Just as ocean temperatures around the world rise due to planet-warming pollution, the Mediterranean’s temperature is well above average, which scientists say fueled the storm’s heavy rainfall.

“Warmer water not only fuels these storms in terms of rainfall intensity, but also makes them more ferocious,” Karsten Haustein, a climatologist and meteorologist at the University of Leipzig in Germany, told the Science Media Center.

Libya’s vulnerability to extreme weather is heightened by its long-standing political conflict, a power struggle that has lasted for more than a decade between two rival administrations.
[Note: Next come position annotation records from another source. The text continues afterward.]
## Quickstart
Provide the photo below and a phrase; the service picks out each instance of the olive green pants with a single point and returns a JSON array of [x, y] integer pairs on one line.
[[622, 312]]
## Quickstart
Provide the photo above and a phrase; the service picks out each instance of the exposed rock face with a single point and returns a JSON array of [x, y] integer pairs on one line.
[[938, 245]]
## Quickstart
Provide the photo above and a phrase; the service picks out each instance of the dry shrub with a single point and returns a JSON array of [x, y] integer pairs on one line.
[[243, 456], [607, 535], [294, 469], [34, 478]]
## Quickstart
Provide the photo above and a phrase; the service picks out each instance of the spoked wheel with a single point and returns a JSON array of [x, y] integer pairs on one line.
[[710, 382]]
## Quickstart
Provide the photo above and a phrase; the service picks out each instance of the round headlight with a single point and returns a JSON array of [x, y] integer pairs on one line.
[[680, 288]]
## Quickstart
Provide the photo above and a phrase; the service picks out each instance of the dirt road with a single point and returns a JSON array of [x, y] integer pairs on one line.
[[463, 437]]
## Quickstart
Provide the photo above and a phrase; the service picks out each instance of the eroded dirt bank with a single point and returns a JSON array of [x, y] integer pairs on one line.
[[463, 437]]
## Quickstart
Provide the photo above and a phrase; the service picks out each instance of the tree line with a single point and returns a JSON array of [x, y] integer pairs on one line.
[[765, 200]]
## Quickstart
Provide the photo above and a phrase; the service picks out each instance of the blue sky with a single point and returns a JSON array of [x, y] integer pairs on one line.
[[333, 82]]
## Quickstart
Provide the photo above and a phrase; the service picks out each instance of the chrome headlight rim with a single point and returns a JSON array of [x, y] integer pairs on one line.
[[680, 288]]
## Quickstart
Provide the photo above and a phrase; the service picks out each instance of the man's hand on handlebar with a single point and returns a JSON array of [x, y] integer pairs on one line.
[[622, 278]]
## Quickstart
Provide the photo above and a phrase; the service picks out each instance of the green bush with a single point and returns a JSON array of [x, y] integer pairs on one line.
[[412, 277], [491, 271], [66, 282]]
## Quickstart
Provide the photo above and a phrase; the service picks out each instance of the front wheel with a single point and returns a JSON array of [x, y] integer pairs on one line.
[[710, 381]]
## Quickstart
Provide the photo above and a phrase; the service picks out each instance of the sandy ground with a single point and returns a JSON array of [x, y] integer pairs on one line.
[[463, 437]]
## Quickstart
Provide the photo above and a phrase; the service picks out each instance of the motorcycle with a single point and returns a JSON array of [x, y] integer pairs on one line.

The country of six million people has been divided between warring factions since 2014, following the 2011 NATO-backed uprising against Muammar Gadhafi.

Storm in Libya

The UN-backed Government of National Unity, led by Abdulhamid Dbeibeh, is based in Tripoli, in northwestern Libya. Its eastern rival is controlled by commander Khalifa Haftar and the Libyan National Army, who support the east-based parliament led by Osama Hamad.

Derna is under the control of Haftar and the eastern administration.

The country’s complex politics “pose challenges for developing risk communication and hazard assessment strategies, coordinating rescue operations, and also, potentially, for maintaining critical infrastructure such as dams,” said Leslie Mabon, professor of Systems Environmental Studies at the Open University, at the Science Media Center.

Dam collapse

The collapse of two dams, which led to the flooding of the city of Derna, caused catastrophic damage, authorities said on Tuesday.

“Three bridges were destroyed. The rushing water swept away entire neighborhoods, ending up depositing them in the sea,” said Ahmed Mismari, spokesman for the Libyan National Army.

Houses in the valleys were swept away by strong muddy currents carrying vehicles and debris, said Aly, a spokesman for the Emergency and Ambulance authority.

Phone lines in the city were down, complicating rescue efforts, and workers were unable to enter Derna due to the extensive destruction, Aly told CNN .

Aly said authorities did not foresee the scale of the disaster.

“Meteorological conditions have not been well studied, sea water levels and precipitation [não foram estudados]the wind speeds, there was no evacuation of families that could have been in the path of the storm and in the valleys”, he said.